Chega um momento na vida em que devemos deixar de chorar o passado e avançar com o trabalho do presente.
Deus rejeitou Saul como rei. A acção era definitiva e irreversível. Porém Samuel teve dificuldade em aceitá-lo. Ele tinha estado intimamente associado a Saul e agora chorava ao ver as suas esperanças frustradas. Ele continuou a chorar uma perda que jamais seria recuperada. Com efeito, Deus disse, "Deixa de chorar. Sai e unge o sucessor de Saul. O Meu programa não falhou. Eu tenho um homem melhor do que Saul para pisar o palco da história de Israel."
Gostaríamos de pensar que Samuel não só aprendeu a lição para si mas que a passou a David, que assumiu o lugar de Saul como rei. De qualquer forma, David mostrou que aprendeu bem a lição. Quando o bebé estava a morrer, ele jejuou e chorou, esperando que Deus poupasse a criança. Mas quando o bebé morreu, ele tomou banho, trocou de roupa, fui para o Tabernáculo adorar e, depois, comeu uma refeição. Para aqueles que questionavam o seu realismo, ele disse: "… agora que é morta, porque jejuaria eu agora? Poderei eu fazê-la mais voltar? Eu irei a ela, porém ela não voltará para mim"(2 Sam. 12:23).

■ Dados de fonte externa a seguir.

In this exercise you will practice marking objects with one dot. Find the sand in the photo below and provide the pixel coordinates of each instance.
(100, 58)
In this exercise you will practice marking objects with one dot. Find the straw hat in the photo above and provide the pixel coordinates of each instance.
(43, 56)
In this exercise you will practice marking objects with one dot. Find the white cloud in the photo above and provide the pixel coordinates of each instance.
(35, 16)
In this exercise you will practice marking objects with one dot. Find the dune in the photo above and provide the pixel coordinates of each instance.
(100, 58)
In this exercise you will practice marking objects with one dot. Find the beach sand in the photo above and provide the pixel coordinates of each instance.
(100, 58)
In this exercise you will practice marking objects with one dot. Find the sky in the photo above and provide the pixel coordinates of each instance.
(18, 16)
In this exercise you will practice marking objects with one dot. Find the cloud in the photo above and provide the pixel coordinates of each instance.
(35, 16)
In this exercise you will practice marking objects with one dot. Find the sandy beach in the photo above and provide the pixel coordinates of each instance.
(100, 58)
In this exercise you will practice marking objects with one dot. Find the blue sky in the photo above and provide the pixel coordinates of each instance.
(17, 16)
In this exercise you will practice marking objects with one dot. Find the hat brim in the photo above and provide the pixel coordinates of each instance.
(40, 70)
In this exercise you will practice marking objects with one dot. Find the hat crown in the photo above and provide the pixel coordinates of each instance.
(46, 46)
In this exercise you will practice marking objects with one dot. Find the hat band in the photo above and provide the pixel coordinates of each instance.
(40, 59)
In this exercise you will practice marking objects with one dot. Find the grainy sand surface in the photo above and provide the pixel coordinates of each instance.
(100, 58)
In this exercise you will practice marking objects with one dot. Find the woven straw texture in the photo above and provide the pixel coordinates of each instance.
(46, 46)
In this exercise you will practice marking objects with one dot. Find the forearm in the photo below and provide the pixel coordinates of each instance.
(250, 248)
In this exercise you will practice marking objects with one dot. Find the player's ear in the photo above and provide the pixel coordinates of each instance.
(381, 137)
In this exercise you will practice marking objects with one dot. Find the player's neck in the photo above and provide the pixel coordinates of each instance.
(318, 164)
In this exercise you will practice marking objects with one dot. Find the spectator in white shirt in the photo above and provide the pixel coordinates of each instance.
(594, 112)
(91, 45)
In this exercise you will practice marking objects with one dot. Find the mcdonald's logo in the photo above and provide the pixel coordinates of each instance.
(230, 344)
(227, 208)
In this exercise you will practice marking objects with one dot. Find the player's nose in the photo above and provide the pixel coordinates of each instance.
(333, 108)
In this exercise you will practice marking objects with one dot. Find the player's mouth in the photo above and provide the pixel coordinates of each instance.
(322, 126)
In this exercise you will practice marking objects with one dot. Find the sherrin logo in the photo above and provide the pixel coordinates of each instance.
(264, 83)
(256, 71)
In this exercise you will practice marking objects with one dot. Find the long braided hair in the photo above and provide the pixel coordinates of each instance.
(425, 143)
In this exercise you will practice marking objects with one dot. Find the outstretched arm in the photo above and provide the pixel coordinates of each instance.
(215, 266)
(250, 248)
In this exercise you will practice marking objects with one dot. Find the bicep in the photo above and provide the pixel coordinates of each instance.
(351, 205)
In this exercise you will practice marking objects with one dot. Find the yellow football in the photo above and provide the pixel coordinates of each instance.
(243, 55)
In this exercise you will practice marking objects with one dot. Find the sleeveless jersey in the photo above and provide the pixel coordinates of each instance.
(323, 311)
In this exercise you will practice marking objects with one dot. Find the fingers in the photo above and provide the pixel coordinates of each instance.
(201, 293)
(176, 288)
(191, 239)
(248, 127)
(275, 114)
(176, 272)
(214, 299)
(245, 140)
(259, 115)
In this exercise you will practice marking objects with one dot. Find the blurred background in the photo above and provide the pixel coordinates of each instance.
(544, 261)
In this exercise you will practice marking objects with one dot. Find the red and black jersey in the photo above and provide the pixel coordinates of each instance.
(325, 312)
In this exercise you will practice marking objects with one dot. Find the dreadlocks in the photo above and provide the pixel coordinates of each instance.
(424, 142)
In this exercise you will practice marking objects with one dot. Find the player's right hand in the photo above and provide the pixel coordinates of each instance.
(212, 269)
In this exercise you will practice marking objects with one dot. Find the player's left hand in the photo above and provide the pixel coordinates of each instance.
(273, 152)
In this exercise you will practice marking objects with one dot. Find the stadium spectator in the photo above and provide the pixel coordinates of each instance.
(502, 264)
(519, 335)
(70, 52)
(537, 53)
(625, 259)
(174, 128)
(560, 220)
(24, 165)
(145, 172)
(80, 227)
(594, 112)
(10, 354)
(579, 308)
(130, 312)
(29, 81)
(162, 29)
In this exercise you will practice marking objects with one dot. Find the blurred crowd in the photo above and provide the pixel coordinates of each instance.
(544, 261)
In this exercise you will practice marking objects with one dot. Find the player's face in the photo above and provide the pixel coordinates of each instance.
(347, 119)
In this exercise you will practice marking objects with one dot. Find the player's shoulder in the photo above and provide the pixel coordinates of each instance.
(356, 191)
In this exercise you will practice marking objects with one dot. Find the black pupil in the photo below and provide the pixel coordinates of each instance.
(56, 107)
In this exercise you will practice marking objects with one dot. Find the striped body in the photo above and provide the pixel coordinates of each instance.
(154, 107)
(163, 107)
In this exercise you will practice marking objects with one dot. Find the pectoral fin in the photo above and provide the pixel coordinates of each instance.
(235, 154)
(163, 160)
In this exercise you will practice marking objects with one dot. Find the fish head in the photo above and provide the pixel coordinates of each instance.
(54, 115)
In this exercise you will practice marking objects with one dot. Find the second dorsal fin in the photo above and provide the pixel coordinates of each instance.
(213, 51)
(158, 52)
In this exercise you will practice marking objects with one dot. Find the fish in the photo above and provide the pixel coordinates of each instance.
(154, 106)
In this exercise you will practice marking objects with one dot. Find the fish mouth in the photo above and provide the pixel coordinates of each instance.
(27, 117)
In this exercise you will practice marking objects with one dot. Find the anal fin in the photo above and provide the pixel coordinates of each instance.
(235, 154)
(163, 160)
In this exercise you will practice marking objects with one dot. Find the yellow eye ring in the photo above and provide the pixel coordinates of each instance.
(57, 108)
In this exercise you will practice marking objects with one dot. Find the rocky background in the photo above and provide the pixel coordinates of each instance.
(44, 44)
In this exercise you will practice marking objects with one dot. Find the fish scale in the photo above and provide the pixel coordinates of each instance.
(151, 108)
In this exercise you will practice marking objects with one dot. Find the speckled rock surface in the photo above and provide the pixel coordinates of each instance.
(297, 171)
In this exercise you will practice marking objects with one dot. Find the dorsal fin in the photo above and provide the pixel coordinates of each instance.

Isto tem uma mensagem para nós relativamente à nossa vida cristã e de serviço. Pode acontecer que um ministério nos seja tirado e dado a outra pessoa. Nós choramos a morte de uma avenida de serviços.
Pode acontecer que uma amizade ou parceria se rompam, e que, como resultado, a vida pareça vazia e insípida. Ou ficarmos cruelmente desiludidos com alguém que nos era muito querido. Choramos a morte de um relacionamento valioso.
Ou pode ser que alguns dos sonhos ao longo da vida se quebrem ou alguma ambição se frustre. Choramos a morte de uma nobre aspiração ou visão.
Não há nada de errado com o choro, mas não deve ser prolongado até ao ponto de enfraquecer a nossa eficácia na resposta aos desafios do momento. E. Stanley Jones disse que fez questão de "recuperar na hora" dos golpes e tristezas da vida. Uma hora pode não ser suficiente para a maioria de nós, mas nós não devemos ficar inconsoláveis para sempre relativamente a circunstâncias que não podem ser alteradas.